His next book, The Big Lie, was an exercise in throbbing sensationalism bringing Nazis into the discussion, for crying out loud. That tribalism was creeping into his ideological framework was evident in such instances as saying, "Gorsuch is a good constitutionalist. I'm good with that. But is he a good Republican?"

Now comes his tweet in the aftermath of Lakeland.
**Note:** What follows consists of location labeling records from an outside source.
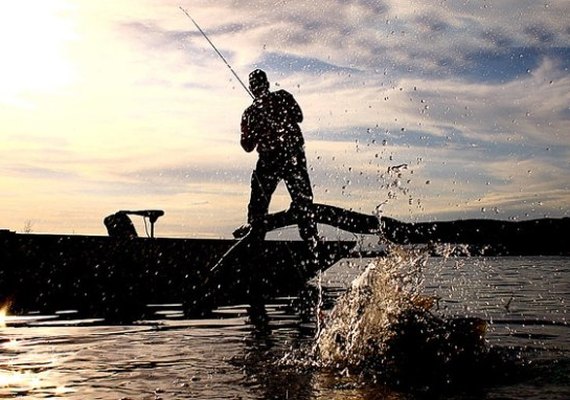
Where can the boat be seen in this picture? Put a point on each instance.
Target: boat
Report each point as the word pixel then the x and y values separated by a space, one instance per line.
pixel 118 275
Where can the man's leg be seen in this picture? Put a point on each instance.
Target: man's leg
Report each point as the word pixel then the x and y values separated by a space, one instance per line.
pixel 263 184
pixel 299 187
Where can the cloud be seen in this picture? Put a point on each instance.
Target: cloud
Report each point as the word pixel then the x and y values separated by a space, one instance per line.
pixel 471 96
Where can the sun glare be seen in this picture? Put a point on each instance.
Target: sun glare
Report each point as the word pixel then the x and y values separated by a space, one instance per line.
pixel 33 40
pixel 3 313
When the Florida legislature voted down an assault-weapons ban, he said of the high-schoolers who advocated for the ban, "Worst news since their parents told them to get summer jobs."

Thankfully, Matt Schlapp and his CPAC organizing team have dropped D'Souza from this year's roster of speakers. (Le Pen appears to still be on the schedule, but that's a discussion for another post.)

But you just know there are going to be people out there who say that the main point is that the kids who hopped on busses to go to Tallahassee and march with signs were grandstanding moral preeners.

That's a valid point, but a week out from the grisly massacre, it's far from a top-tier one.

It must be admitted that D'Souza's trajectory - from Dartmouth straight into the toilet - is a microcosm of the story of an unfortunately significant swath of what I guess can still be called the conservative movement. Laura Ingraham, with whom D'Souza attended Dartmouth, is another example. Her books got sillier and sillier, a trend culminating in Billionaire at the Barricades: The Populist Revolution from Reagan to Trump. Rush Limbaugh, whose indispensable contributions as a pioneer of real, modern conservative talk radio, has descended to the point of taking a stance of nonchalance toward the federal debt that once alarmed him. Other examples abound. The LITD archives are full of their documentation.

It stems, it seems to me, from failing to negotiate that tricky line between waging unrelenting war on a Left that most definitely is destroying Western civilization, and framing victory in that war as "our team no matter what." That, and a not insignificant dose of being fascinated by the trappings of celebrity. Getting TV and radio shows, and seeing your movies reviewed in the New Yorker, even if negatively, can make one's head swim with considerations of self-importance.

It's saddening to witness, and it's dismaying when one considers the damage it does to the effort to keep the right-of-center message in the realm of ideas and principles.

Years ago, D'Souza became a Christian. It may be time for him to revisit the teachings about humility he was surely exposed to. I doubt that there's any other way for him to recalibrate and move forward from the mess he's made.